(Ronald M. Fowler) Published 12:38 p.m. CT Sept. 12, 2017
Donation of game meat to families in need increased again in 2016, with a modest increase in donations by hunters and significant increase in meat donation through the Sportsmen Against Hunger salvage processing program.
Deer hunters continued to show interest in and play an important part in, donation of game meat through SAH to food pantries across the state. Total harvested deer which were donated increased from 348 in 2015, to 397 in 2016. These numbers included 256 antlerless deer in 2016, compared with 204 antlerless deer in 2015. The antlerless deer were donated through the SAH processing certificate program, in which a processing certificate completed and submitted by the hunter to a participating SAH game processor, paid for most or all of the processing cost. The processing certificate program will again be available to hunters in 2017.
The SAH salvage processing program has always been an important program in that funding has been available to pay for processing of salvageable game carcasses provided by the South Dakota Department of Game, Fish & Parks and other game management agencies. This game has included road-kills, confiscated game, euthanized research animals, culled animals from a National Wildlife Refuge and animals taken in city deer reduction programs.
The amount of processed salvaged game meat received a huge boost this past winter when Wind Cave National Park conducted an elk herd reduction program, from which harvested elk were processed and the meat provided to food pantries and other charitable food distributors affiliated with Feeding South Dakota. SAH was one of several funding partners which paid for processing of these salvaged elk.

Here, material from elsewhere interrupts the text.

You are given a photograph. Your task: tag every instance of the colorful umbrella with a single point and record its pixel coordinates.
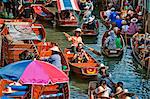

Sportsmen and sportswomen also donated a variety of other types of game this past year including seven antelope, 1,895 Canada geese, 1,831 pheasants, one buffalo and 237 walleyes. The total amount of processed donated game and fish meat provided to food pantries from all sources, including game meat food drives, increased from 31,512 pounds in 2015 to 48,174 pounds in 2016 and this meat was made available to families in need throughout the state.